I’ve been evaluating Apose.Word. I have a document made up of a number of sections. I need to be able to retrieve the text from each of these sections. This is possible through the Range object associated with each section, but unfortunately only returns it back as plain-text, rather than with the formatting still applied.
Is it possible to retrieve the formatted contents of a section? If not can this be added?
How would you like to obtain the formatted content? Do you need in HTML, RTF format or you need it in objects and attributes or something else? What you do you want to do with it?
HTML format would be ideal.
What I am trying to achieve is to read in formatted text from sections defined in a Word document. This formatted text would then be used to create other Word documents and to display on web pages. Creating other documents would be possible by using the DocumentBuilder and parsing the HTML to ensure the formatting went in correctly.
At the moment HTML can only be product when saving the whole document, but I can see that producing HTML for a section would be useful so I will add this request to our task list.

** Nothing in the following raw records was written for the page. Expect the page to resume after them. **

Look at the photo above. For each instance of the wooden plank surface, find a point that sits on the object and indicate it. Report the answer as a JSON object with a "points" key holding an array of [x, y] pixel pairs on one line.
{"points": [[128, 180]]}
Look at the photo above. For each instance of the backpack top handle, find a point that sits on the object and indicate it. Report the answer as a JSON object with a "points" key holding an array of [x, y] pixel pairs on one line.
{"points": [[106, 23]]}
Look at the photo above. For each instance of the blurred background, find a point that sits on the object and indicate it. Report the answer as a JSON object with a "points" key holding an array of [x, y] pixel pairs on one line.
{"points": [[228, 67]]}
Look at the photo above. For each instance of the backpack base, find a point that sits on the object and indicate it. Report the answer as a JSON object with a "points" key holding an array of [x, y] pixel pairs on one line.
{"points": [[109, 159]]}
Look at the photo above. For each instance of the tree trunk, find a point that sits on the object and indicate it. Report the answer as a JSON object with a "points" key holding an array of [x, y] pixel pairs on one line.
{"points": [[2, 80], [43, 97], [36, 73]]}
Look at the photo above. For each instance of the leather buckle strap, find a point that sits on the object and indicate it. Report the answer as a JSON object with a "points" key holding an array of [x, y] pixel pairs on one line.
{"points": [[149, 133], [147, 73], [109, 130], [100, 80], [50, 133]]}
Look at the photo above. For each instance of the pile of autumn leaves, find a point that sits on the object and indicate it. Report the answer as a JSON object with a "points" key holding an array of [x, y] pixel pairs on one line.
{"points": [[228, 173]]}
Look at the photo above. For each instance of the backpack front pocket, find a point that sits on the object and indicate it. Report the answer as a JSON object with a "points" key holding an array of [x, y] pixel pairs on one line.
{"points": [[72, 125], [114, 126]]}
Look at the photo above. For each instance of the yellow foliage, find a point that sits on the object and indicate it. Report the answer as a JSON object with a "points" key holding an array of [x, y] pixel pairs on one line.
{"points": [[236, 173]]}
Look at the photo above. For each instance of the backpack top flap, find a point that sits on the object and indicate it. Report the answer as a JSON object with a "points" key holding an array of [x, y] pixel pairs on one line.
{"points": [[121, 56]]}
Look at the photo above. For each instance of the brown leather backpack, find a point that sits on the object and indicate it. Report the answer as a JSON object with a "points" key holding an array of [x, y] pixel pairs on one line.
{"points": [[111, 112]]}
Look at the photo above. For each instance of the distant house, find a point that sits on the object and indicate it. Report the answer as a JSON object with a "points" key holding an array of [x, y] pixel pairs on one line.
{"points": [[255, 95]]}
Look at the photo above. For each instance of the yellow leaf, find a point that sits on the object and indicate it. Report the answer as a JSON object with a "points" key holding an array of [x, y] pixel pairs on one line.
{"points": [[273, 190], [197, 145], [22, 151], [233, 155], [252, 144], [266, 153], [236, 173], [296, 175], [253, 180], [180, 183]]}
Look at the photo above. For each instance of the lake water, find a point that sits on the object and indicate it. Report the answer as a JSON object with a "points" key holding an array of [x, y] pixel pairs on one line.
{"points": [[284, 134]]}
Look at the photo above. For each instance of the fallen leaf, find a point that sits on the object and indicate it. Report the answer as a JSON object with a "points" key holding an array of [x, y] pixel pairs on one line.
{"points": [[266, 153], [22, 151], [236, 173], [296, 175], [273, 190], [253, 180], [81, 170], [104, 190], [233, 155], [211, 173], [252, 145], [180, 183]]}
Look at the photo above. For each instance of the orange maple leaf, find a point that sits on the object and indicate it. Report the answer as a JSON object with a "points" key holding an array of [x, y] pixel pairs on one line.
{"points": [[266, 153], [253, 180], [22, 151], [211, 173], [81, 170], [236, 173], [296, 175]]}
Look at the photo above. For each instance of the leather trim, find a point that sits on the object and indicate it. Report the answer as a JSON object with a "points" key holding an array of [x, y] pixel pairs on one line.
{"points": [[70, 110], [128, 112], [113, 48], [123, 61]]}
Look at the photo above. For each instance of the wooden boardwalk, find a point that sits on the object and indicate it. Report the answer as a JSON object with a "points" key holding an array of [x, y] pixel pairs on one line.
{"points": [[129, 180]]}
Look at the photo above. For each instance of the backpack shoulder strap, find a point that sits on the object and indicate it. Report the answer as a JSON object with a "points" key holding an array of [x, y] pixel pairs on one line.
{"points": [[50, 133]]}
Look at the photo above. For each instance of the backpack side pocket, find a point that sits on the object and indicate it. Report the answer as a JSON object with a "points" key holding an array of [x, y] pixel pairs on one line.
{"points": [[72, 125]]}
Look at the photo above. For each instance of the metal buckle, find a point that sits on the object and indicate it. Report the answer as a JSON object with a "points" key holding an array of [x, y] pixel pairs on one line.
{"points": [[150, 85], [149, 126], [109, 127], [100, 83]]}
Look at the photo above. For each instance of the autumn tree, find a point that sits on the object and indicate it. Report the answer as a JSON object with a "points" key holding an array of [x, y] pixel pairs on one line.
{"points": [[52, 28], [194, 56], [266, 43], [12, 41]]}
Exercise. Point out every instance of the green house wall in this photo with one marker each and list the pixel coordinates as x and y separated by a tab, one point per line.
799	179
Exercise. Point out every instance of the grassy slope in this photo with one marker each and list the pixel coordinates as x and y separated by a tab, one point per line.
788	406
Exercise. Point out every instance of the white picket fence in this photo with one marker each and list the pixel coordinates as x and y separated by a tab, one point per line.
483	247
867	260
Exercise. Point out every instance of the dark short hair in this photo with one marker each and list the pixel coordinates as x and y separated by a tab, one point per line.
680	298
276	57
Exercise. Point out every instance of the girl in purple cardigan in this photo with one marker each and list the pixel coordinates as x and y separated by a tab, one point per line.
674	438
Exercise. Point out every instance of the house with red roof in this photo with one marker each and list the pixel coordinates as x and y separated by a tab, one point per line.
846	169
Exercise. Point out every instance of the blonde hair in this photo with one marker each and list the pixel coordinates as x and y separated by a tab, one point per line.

In the meantime, if you need a workaround you can delete all sections from the document apart from the one you want to convert to HTML and save it in HTML format.
Beware, however, that not all HTML formatting is supported on import and not all DOC features are exported to HTML so you might not get exact result if you import and then export.
You can just copy and move sections between Word documents using Sections and Section classes, don’t need to do conversion to HTML for that. This way you can do HTML conversion only if you want to render into a web page.